According to the banks, the recapitalisation exercise is expected to commence from April 1, 2024 (today), through March 31, 2026.

International investment and research company, Afrinvest West Africa Limited, adding its voice to the request, in an email note to investors, said, “Assuming the re-engineering of retained earnings to bolster eligible capital levels (that is share capital and share premium as defined by the CBN for the recapitalisation exercise), our estimation indicates that approximately N901.8 billion combined would be needed by Wema Bank, First City MB, Fidelity, Unity, and Sterling banks to reach new benchmarks.”

The CBN had recently, announced the upward review of the minimum capital requirement for lenders in the country to mitigate the impact of external and domestic shocks via negative exchange rate movement and elevated inflation.
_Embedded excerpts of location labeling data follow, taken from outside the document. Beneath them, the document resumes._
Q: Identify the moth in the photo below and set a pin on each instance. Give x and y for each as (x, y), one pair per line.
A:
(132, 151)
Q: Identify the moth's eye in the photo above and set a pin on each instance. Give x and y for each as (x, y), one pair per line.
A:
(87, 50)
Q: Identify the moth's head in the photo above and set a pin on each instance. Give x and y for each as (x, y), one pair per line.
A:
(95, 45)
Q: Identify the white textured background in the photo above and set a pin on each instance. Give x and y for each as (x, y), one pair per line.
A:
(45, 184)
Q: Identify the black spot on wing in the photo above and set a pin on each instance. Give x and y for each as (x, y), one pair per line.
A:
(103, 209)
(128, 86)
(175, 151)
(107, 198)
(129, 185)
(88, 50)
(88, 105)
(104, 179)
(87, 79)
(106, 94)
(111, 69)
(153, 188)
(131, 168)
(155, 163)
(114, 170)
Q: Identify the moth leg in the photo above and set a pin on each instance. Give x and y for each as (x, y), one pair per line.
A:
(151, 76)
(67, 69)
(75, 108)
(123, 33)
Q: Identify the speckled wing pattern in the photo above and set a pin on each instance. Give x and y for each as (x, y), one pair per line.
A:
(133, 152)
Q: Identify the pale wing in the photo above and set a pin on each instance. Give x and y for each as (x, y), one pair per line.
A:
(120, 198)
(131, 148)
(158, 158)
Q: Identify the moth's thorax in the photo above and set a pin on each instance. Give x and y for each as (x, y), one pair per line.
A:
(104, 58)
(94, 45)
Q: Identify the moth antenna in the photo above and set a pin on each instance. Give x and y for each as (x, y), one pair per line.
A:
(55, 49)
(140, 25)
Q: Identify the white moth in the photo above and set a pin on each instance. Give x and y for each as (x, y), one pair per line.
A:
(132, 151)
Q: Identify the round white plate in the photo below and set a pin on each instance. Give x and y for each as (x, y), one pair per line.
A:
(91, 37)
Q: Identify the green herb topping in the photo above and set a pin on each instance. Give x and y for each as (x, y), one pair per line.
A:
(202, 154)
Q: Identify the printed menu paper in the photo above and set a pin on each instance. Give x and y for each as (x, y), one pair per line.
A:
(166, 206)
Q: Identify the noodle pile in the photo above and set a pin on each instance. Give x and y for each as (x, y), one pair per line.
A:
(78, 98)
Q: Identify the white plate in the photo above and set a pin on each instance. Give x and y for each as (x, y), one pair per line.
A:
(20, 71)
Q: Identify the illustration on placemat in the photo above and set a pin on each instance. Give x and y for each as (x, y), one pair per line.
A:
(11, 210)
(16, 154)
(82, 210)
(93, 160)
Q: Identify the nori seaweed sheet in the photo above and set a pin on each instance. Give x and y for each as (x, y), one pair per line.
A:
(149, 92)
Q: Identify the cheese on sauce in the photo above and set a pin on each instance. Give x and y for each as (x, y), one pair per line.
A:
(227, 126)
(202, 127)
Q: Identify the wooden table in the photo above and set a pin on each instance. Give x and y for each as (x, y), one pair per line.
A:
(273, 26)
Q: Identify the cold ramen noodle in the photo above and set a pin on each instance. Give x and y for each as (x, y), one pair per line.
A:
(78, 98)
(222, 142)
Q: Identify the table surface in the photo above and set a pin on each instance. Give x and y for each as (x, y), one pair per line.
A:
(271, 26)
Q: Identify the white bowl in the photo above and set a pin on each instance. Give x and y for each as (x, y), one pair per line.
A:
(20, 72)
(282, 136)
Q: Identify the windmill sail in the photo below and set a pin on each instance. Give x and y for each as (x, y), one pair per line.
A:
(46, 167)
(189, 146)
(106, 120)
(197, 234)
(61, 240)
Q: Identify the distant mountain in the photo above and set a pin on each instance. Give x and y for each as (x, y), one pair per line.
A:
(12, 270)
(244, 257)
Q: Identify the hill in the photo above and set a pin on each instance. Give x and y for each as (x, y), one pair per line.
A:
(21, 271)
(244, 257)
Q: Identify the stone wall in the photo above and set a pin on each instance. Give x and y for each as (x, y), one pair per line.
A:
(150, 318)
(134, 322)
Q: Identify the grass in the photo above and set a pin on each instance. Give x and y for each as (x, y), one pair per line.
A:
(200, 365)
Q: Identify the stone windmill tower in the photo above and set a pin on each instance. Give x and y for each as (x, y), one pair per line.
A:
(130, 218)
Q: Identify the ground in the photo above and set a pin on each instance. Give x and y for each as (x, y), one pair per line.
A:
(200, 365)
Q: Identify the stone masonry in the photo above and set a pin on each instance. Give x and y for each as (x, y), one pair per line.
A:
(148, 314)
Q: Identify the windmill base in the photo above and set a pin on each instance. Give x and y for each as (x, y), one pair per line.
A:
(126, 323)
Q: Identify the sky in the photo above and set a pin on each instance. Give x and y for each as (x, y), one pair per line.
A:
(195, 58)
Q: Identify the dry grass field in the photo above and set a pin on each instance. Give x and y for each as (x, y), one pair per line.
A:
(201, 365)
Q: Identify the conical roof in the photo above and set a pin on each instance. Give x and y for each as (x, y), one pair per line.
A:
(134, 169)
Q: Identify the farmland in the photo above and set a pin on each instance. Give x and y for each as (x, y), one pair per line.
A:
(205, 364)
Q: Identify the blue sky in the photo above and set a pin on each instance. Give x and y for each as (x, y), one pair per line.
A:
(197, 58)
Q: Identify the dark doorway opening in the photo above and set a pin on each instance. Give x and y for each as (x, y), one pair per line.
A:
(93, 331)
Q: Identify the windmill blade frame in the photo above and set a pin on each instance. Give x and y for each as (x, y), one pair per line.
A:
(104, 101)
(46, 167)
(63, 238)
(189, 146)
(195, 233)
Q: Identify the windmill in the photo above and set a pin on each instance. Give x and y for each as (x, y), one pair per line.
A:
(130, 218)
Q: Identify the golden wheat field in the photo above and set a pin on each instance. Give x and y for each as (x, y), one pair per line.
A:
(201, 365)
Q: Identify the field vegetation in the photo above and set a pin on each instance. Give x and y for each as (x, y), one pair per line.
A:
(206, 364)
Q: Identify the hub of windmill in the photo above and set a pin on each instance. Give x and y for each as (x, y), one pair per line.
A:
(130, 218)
The apex bank mandated minimum capital of N500 billion, N200 billion, and N50 billion for Commercial Banks with International, National, and Regional licenses respectively.
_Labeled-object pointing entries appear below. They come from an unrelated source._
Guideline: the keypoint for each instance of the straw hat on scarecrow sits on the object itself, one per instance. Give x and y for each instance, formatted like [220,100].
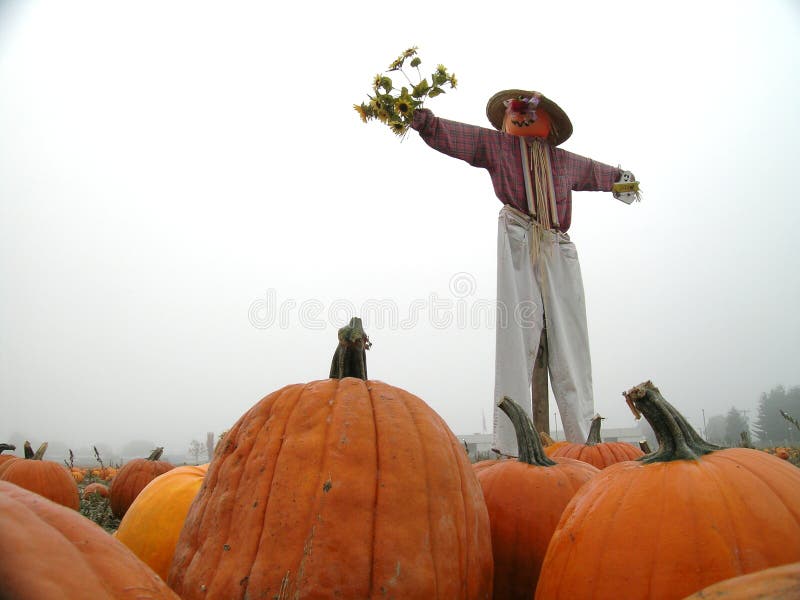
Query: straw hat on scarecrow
[561,126]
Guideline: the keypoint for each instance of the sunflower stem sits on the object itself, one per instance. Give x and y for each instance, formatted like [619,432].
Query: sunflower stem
[594,432]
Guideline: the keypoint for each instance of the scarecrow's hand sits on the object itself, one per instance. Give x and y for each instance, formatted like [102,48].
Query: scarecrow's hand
[626,188]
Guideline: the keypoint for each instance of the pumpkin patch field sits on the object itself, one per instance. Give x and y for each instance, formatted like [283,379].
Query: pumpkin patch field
[352,488]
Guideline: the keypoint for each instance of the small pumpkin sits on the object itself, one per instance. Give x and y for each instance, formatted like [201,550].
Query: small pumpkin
[548,442]
[775,583]
[525,499]
[152,524]
[678,519]
[132,478]
[45,477]
[95,488]
[6,457]
[342,487]
[53,552]
[595,451]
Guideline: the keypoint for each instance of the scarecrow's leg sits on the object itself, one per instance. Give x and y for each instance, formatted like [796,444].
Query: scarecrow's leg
[539,388]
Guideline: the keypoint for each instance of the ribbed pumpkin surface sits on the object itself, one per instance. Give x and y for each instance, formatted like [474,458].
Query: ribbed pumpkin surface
[53,553]
[132,479]
[777,583]
[668,529]
[46,478]
[338,489]
[153,523]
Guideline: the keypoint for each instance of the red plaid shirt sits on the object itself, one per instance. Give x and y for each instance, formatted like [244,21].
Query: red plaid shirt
[499,153]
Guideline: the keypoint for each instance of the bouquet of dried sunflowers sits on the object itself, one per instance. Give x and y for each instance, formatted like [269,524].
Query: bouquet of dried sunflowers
[395,107]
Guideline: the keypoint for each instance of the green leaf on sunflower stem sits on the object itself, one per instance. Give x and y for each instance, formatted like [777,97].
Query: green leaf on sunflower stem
[420,89]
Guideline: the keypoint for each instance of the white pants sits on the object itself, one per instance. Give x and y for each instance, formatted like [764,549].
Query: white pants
[527,293]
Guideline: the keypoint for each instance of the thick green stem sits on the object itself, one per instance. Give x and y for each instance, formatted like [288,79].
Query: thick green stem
[677,440]
[529,446]
[350,357]
[594,432]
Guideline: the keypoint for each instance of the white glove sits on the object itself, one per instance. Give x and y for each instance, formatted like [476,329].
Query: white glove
[626,188]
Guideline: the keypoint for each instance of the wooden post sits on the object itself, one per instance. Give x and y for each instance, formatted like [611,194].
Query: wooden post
[539,388]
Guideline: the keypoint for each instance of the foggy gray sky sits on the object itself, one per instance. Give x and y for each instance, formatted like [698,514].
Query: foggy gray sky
[173,174]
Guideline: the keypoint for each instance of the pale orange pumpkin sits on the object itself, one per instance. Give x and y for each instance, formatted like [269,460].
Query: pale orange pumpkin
[45,477]
[152,524]
[673,521]
[52,552]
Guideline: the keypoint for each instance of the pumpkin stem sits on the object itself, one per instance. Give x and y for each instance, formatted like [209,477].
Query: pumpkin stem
[529,446]
[594,432]
[39,455]
[545,438]
[350,357]
[677,440]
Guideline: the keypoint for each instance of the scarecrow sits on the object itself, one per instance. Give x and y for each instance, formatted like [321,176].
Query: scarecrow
[538,274]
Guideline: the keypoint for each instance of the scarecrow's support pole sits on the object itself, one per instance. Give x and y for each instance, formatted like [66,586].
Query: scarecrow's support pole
[540,394]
Likewise, the CBN also raised capitalisation baseline for Merchant Banks (N50 billion) and Non-interest Banks (National: N20 billion and Regional: N10 billion).

The CBN specified that minimum capital for existing banks should comprise only paid-up capital and share premiums. For proposed banks (new banking license applications after April 1, 2024) the paid-up capital should meet new standards.
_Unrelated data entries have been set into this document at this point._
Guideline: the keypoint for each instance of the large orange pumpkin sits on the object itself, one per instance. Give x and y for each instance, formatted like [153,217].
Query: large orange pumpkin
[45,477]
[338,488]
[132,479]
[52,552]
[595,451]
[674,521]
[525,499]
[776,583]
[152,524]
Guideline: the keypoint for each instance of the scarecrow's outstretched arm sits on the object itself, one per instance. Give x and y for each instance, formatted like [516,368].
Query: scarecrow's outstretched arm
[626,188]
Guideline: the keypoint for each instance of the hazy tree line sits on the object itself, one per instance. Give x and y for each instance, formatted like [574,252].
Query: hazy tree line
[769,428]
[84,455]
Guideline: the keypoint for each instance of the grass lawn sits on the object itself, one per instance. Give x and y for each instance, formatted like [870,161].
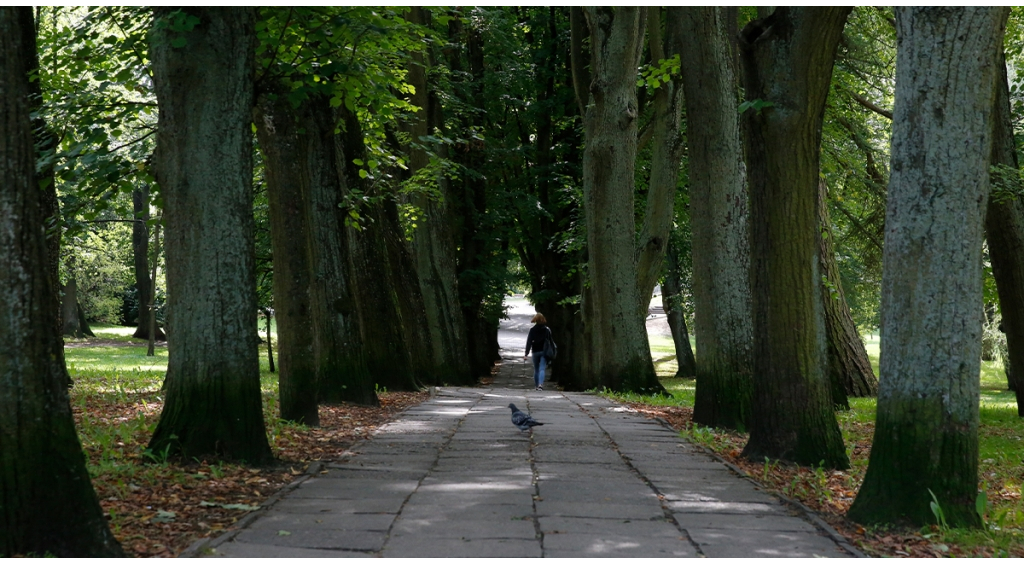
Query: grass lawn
[1000,458]
[159,507]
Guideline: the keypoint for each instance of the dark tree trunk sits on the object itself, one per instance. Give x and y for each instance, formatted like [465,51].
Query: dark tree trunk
[337,342]
[849,369]
[213,405]
[288,156]
[672,288]
[47,505]
[392,355]
[720,221]
[1005,226]
[433,246]
[617,351]
[787,60]
[140,254]
[667,153]
[926,433]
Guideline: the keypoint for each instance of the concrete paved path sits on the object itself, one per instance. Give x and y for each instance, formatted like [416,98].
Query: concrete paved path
[454,478]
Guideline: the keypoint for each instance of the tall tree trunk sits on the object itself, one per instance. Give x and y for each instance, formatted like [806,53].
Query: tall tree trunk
[433,248]
[667,152]
[204,165]
[337,344]
[787,59]
[69,310]
[617,348]
[47,505]
[391,342]
[287,160]
[672,288]
[1005,226]
[926,434]
[849,369]
[720,221]
[140,254]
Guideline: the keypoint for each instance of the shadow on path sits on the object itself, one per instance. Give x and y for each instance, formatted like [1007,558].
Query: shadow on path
[452,477]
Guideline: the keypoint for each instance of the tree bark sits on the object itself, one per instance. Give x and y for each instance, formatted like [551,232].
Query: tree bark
[849,367]
[140,254]
[667,153]
[617,350]
[392,339]
[672,288]
[787,59]
[1005,227]
[287,160]
[926,434]
[47,505]
[720,221]
[204,87]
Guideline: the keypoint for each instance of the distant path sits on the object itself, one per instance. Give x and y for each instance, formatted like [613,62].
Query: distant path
[454,478]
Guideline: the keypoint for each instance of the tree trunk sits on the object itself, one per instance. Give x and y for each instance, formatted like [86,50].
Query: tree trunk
[287,160]
[667,152]
[140,254]
[204,87]
[926,434]
[787,59]
[616,339]
[337,343]
[720,221]
[47,505]
[389,343]
[433,246]
[1005,226]
[849,369]
[672,288]
[69,310]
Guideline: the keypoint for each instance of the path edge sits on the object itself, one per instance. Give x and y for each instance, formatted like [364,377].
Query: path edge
[807,512]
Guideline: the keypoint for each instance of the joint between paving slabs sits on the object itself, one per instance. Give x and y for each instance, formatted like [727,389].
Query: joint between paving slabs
[419,483]
[660,497]
[537,487]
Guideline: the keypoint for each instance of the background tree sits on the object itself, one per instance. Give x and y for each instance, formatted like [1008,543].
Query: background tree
[719,220]
[47,505]
[203,72]
[926,439]
[787,59]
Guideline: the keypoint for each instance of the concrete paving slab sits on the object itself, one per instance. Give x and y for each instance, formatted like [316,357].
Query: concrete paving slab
[454,478]
[418,547]
[248,550]
[764,544]
[619,546]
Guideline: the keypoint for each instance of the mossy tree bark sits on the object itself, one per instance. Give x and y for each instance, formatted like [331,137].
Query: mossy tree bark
[617,350]
[47,505]
[672,289]
[667,153]
[392,339]
[1005,228]
[849,369]
[926,435]
[204,165]
[787,60]
[720,221]
[433,245]
[287,160]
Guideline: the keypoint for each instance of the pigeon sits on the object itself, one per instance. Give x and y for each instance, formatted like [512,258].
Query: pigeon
[521,420]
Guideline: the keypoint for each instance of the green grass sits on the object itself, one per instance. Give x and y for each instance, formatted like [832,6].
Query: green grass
[1000,443]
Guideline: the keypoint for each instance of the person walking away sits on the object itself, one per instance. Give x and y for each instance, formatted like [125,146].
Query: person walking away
[535,341]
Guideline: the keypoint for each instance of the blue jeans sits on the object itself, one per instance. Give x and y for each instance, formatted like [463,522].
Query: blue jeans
[539,363]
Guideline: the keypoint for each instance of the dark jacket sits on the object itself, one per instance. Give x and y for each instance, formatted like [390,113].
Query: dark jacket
[538,336]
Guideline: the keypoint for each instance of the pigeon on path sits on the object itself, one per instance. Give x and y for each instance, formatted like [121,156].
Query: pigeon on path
[521,420]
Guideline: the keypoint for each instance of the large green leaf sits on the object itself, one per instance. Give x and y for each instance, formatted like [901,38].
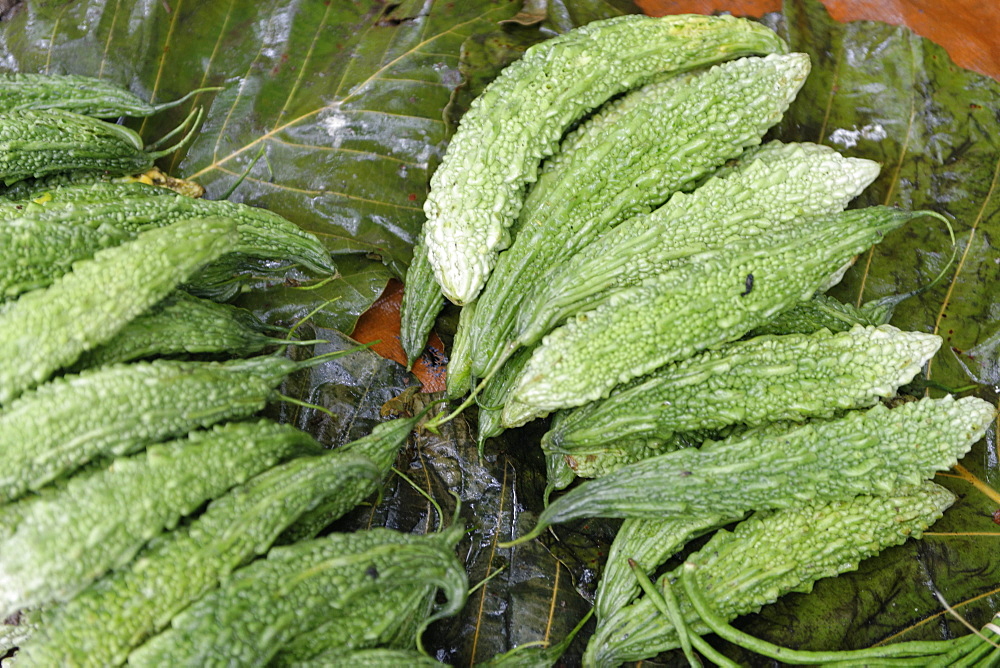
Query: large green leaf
[349,105]
[880,92]
[335,112]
They explained that from initial assessment, positives from the recapitalisation drive include strengthening the capacity of banks to support credit creation in the real sector, the potential influx of capital into the domestic economy through offshore capital-raising endeavours and the likelihood of the emergence of stronger and more resilient banking entities post-recapitalization.

However, potential headwinds can materialise in the form of the dilution of returns for shareholders, the risk of lenders inadvertently generating bad risk assets or engaging in high-risk behaviours to deploy additional liquidity, and the possibility of high industry concentration following consolidations, leading to oligopolistic influence.